Monday, February 27, 2012


Mark Young situates his police procedural in the wilds of Idaho. He makes you smell and feel the outdoors and you wish you were there. His hero, Travis Mays, takes a whitewater kayak trip with his Indian guide, Jessie, and begins a romance and a mystery that takes us up and down the river and trails along Highway 12 in western Idaho.

Takes us a few too many times, really. The 350-page book could have been 70, if not 100, pages shorter. The action is at times needlessly duplicated or drawn out without adding anything to the plot or character development. Travis is well-drawn as a policeman who has a case go terribly wrong and who wants to retreat to his inaccessible cabin in the Idaho mountains and teach his courses at nearby Washington State University in Pullman, Washington.
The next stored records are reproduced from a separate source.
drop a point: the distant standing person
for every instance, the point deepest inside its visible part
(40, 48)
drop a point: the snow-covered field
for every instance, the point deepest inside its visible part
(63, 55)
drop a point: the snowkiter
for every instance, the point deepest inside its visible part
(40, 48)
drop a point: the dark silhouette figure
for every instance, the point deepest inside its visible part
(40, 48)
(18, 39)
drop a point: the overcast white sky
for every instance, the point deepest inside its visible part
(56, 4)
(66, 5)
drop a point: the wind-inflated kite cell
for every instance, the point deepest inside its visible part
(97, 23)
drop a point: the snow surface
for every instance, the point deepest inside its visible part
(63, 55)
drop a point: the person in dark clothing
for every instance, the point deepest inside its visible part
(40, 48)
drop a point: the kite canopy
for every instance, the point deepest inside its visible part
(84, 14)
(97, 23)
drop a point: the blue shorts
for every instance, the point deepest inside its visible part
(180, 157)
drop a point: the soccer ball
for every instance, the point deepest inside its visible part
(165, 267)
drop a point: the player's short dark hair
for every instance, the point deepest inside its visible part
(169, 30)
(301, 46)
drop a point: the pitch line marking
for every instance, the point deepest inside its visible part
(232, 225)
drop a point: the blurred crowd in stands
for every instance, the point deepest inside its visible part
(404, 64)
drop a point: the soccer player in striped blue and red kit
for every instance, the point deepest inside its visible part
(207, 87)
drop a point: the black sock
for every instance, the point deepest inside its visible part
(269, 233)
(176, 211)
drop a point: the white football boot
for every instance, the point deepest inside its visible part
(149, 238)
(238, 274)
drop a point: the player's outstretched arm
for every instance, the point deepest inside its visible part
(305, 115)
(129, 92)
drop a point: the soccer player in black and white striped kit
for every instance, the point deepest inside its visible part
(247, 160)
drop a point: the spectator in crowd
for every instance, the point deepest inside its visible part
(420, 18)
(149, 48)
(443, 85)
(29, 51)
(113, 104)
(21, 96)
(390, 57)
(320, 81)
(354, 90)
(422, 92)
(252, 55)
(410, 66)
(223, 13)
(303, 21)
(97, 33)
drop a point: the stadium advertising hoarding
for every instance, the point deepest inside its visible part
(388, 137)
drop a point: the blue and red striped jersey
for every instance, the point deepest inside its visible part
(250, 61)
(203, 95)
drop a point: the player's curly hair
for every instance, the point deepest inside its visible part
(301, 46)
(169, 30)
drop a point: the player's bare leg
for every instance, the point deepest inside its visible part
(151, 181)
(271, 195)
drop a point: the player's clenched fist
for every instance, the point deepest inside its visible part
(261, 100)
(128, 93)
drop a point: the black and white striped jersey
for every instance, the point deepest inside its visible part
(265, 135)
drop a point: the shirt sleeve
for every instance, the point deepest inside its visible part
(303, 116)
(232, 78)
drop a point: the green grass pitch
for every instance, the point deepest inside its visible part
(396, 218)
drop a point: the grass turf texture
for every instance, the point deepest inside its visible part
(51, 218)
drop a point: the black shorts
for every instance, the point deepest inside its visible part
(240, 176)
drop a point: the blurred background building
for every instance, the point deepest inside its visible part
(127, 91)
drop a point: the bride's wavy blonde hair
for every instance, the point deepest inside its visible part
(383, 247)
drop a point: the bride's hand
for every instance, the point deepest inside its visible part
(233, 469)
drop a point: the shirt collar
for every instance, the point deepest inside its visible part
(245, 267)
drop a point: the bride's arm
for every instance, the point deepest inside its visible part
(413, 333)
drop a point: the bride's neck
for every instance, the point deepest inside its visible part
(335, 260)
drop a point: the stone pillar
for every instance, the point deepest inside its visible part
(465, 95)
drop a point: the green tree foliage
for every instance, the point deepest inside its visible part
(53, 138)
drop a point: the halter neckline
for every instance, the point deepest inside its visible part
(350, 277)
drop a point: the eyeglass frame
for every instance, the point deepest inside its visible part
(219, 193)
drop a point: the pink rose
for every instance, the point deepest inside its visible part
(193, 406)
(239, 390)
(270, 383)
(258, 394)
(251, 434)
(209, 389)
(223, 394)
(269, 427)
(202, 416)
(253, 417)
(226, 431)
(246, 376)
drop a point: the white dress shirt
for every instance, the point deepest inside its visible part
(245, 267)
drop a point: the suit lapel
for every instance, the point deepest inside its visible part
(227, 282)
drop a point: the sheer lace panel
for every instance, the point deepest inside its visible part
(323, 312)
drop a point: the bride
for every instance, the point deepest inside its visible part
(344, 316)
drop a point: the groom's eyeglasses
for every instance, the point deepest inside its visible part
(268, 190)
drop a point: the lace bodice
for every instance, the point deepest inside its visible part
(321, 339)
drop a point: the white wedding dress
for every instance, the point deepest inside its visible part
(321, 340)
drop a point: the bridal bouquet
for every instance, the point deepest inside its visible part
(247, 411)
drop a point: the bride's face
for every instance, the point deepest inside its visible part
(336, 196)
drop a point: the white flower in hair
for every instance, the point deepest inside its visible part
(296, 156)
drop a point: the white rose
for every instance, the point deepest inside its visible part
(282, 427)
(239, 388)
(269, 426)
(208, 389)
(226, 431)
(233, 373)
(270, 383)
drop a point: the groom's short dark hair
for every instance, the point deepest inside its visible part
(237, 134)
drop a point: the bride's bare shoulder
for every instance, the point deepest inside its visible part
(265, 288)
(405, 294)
But Jessie is two-dimensional and comes across as a bit whiney, while her father, Frank, the tribal chief of police for the Nez Perce, is also a cliche who never really gets fleshed out.

Otherwise, there are too many characters doing too many superfluous things to make this successful as a suspense thriller. I enjoyed the scenery, the sense of place, but felt too often that I was plodding through. There are a couple of twists at the end, but one twist creating too many coincidences, and the unmasking of a villain who is introduced late but too obviously.

It's a good enough addition to my 50-state mystery challenge, but could have been much more satisfying with a little more judicious editing. Young has a good command of narrative and language; his action sequences work well. His years as an officer in the Santa Rosa police force give the book an authentic voice and feel. I can't quite get to four stars on this but I would want to give it more than three, so I won't post it elsewhere. There is much to emulate in writing a procedural and some other good lessons from the mistakes.